Há pessoas que abraçam árvores. Compreendo-as. As árvores são os seres vivos mais majestosos do planeta. E os mais velhos também. Li, na semana passada, que em Portugal foi descoberta uma oliveira com 3.350 anos de idade. Vi fotos dela. Tem o tronco fendido, como se estivesse sobre duas pernas. Se alguém quiser, pode se abrigar dentro de seu corpo. Oliveira do Mouchão, esse o seu nome. Está plantada em Cascalhos, na freguesia de Mouriscas.
Fiquei pensando no que acontecia de importante no mundo há 3.350 anos. Mais ou menos por essa época, Moisés vagava pelo deserto com os hebreus que havia tirado da escravidão. Pouco tempo antes, egípcios e sumérios desenvolveram a invenção mais revolucionária da História: a escrita.
Já então a Oliveira do Mouchão fazia impávida, do outro lado do mundo, o que sabe fazer: dava frutos. E aí está algo extraordinário: ainda hoje a Oliveira do Mouchão continua produzindo azeitonas. Que sabor terá esse azeite de oliva?
Mas a Oliveira do Mouchão não é a árvore mais antiga da Terra. Aqui, nos Estados Unidos, há sequoias contemporâneas a ela. Uma, que se chama Presidente, tem 75 metros de altura, tão grande, que ninguém conseguia fotografá-la por inteiro. A National Geographic contratou uma equipe de fotógrafos alpinistas que realizou o feito anos atrás.

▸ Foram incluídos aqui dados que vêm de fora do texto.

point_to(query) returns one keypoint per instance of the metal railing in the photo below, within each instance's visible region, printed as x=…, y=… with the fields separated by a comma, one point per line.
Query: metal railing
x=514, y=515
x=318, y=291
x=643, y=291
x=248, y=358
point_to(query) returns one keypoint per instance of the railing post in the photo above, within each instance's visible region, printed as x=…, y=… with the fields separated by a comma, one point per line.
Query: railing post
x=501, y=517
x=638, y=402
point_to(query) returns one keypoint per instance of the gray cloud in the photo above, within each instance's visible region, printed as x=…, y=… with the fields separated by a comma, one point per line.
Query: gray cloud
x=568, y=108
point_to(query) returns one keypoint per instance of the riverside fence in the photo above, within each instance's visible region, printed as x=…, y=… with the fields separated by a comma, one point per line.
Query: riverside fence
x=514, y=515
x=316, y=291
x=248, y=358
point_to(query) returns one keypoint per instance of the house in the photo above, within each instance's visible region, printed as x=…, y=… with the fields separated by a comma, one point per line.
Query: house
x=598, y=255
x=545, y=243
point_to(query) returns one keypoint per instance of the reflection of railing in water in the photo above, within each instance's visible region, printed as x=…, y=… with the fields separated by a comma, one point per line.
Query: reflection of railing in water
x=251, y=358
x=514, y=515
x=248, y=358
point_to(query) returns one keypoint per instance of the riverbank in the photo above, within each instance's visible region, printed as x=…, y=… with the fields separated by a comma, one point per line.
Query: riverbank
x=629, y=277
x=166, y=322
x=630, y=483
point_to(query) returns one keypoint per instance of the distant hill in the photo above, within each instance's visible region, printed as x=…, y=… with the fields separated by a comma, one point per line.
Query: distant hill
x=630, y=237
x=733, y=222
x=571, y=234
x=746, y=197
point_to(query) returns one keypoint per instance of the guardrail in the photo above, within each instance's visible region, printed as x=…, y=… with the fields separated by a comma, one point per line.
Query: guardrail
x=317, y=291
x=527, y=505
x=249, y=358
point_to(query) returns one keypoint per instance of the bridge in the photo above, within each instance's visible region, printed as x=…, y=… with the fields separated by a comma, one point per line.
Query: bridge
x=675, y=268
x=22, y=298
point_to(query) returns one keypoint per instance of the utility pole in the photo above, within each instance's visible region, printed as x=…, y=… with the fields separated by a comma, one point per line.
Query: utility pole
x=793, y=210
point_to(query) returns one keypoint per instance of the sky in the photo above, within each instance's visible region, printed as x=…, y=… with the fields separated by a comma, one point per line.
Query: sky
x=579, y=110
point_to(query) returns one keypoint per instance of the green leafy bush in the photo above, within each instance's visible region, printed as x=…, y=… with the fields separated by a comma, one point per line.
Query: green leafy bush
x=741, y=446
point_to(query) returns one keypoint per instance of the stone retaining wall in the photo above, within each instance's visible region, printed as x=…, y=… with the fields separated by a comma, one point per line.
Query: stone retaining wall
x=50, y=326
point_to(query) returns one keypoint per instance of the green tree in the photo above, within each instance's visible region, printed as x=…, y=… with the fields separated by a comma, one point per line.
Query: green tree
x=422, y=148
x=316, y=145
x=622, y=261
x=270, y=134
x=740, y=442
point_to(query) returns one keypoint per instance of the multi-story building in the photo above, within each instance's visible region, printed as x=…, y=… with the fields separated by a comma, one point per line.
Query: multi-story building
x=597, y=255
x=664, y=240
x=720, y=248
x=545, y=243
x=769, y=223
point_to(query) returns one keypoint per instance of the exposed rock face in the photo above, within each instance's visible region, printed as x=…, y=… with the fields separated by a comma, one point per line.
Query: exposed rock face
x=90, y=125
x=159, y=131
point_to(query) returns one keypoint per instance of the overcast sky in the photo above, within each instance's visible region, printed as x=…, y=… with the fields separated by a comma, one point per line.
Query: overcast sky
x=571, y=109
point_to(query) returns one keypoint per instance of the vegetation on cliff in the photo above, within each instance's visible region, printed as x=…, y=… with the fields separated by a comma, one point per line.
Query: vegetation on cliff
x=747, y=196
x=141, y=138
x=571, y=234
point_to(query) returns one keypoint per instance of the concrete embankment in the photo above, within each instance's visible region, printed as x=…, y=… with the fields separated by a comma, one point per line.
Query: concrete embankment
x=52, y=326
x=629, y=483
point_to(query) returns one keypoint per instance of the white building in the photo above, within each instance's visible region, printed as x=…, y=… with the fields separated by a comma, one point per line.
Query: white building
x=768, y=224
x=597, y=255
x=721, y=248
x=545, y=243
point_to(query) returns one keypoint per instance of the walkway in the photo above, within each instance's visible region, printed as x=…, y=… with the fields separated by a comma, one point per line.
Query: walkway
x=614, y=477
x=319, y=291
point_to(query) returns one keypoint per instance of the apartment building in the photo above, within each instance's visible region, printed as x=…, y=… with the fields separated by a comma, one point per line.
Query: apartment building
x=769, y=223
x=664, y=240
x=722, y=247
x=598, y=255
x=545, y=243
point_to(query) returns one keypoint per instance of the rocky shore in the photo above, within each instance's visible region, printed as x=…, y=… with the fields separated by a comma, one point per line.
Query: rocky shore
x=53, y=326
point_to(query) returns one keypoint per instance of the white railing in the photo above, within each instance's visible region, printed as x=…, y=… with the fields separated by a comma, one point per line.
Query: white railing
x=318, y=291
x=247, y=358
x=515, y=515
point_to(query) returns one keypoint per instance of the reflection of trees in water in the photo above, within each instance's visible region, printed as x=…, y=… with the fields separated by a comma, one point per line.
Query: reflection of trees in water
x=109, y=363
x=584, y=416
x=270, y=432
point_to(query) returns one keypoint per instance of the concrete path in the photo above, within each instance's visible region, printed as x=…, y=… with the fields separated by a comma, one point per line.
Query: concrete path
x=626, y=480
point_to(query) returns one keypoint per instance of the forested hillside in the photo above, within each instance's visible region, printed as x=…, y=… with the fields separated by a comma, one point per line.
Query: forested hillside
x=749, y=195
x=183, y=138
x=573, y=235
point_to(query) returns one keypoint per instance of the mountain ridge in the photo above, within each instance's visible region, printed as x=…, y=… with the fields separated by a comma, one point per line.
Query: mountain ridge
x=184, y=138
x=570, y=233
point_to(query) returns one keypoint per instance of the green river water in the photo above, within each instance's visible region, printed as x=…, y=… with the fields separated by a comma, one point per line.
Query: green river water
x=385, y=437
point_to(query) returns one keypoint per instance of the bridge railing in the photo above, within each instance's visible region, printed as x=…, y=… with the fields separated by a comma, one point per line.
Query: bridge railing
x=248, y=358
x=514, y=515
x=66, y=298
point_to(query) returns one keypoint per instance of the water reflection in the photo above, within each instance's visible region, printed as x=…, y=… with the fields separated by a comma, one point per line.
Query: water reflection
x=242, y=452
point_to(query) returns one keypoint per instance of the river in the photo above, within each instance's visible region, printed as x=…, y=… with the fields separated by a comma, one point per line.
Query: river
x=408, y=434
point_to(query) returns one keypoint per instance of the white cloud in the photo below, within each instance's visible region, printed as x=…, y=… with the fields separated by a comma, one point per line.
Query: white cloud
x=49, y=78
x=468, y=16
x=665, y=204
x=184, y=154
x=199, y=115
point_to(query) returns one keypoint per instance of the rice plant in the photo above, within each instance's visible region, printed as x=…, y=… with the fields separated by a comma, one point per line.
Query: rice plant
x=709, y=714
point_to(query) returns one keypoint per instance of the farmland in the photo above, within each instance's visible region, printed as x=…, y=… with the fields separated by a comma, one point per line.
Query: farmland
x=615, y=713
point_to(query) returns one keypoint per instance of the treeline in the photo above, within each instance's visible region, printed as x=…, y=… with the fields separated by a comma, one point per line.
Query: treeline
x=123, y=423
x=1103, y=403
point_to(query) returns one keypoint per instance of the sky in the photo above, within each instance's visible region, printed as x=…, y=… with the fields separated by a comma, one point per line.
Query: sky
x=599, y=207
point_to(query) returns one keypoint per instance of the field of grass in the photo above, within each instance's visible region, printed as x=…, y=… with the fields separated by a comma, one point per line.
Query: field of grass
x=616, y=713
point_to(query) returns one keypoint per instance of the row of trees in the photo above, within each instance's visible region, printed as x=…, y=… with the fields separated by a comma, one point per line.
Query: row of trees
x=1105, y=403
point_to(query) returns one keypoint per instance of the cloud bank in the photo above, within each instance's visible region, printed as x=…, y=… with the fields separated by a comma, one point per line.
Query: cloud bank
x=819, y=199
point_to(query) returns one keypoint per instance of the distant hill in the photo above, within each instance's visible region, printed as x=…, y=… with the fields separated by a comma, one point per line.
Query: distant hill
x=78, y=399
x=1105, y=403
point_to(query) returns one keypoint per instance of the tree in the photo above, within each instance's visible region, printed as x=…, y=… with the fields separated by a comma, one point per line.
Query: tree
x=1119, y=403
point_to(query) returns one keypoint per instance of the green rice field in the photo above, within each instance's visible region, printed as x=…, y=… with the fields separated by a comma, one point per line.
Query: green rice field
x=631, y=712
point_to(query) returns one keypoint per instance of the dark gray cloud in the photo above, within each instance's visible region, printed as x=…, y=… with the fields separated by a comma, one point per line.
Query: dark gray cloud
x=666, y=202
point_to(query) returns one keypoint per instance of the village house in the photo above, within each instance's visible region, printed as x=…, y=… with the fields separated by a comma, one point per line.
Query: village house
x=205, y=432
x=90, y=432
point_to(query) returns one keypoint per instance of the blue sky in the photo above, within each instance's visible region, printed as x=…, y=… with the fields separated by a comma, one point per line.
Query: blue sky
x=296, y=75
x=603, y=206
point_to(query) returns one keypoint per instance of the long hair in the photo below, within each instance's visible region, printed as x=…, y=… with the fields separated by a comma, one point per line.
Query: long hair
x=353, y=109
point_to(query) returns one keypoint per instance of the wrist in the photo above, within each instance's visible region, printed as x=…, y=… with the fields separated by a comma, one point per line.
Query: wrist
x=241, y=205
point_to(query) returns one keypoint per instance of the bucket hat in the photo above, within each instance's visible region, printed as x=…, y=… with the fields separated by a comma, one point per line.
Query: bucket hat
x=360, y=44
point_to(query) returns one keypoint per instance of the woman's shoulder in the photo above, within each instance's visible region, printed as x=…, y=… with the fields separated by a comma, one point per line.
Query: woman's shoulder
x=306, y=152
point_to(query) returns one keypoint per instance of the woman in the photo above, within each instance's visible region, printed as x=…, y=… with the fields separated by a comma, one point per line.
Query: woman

Uma outra sequoia, a General Sherman, é ainda mais alta: tem 83 metros. O general Sherman humano é um dos personagens mais interessantes da história americana. Era um cara durão. Na Guerra Civil, adotou a política de terra arrasada: destruía plantações, casas, tudo o que via pela frente. Quando tomou Atlanta, o prefeito implorou para que poupasse a cidade. Sherman rosnou:
– A guerra é um inferno.
E mandou incendiar a cidade. Você assistiu a E o Vento Levou? Lembra da cena de Tara em chamas? Aquilo foi obra do general Sherman.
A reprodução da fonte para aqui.